I found the app’s appearance fairly user-friendly. There are five tabs when you open the app:
- Meal Plans
During the time I was using this app, I was at the end of my training for a half marathon. I would have liked more compatibility with tracking devices and the app directly. I like that with my tracking device app, my physical activity statistics sync when I open it. Entering activities again on MyPlate felt repetitive. As I mentioned in the Fitness Tracking section, I logged my running activities either by searching “Running” and selecting the option with my closest mile time or looking at my Garmin app and manually entering the calories from that run. I would feel a little confused when the calories didn’t line up with what my Garmin said. In general, I don’t try to focus too much on counting calories but I can see how differences in caloric measures with the same activity can be confusing for folks who may be trying to lose weight. For Apple users, the MyPlate website advertises compatibility with the Apple Watch.
There is a website version of MyPlate available that I did not explore too much. It looks different than the app but has the same basic components. One feature I found unique was the ability to export the data. There are additional resources on their website as well.
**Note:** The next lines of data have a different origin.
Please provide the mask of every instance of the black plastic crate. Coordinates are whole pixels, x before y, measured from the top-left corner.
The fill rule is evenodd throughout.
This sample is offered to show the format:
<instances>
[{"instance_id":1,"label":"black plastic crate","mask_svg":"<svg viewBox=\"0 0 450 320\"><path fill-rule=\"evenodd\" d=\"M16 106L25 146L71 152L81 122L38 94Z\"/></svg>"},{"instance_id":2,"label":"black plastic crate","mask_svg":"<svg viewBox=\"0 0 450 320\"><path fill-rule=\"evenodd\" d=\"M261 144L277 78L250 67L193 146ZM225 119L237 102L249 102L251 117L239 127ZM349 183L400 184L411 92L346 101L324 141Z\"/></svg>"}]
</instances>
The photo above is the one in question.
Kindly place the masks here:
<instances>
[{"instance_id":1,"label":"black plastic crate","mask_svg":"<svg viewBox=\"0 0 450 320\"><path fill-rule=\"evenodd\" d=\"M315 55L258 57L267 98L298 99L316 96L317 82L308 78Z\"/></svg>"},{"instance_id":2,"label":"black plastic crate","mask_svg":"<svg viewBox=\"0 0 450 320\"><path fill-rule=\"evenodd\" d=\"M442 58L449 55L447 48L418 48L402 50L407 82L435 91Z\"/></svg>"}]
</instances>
All features of this app I used were free, there is an option to “Go Gold” for MyPlate with three different price tiers:
- 1 month: $9.99
- 6 months: $29.99
- 1 year: 44.99
Based on my experience, I think you can get a lot out of the free app if you are looking for nutrition resources. The main features I see as a benefit in upgrading are if you want more details personal nutrition data and additional workouts on the app.
In a nutshell: If you are interested in learning more about your daily calories, improving your nutrition, and learning new recipes tailored to your eating, MyPlate is for you.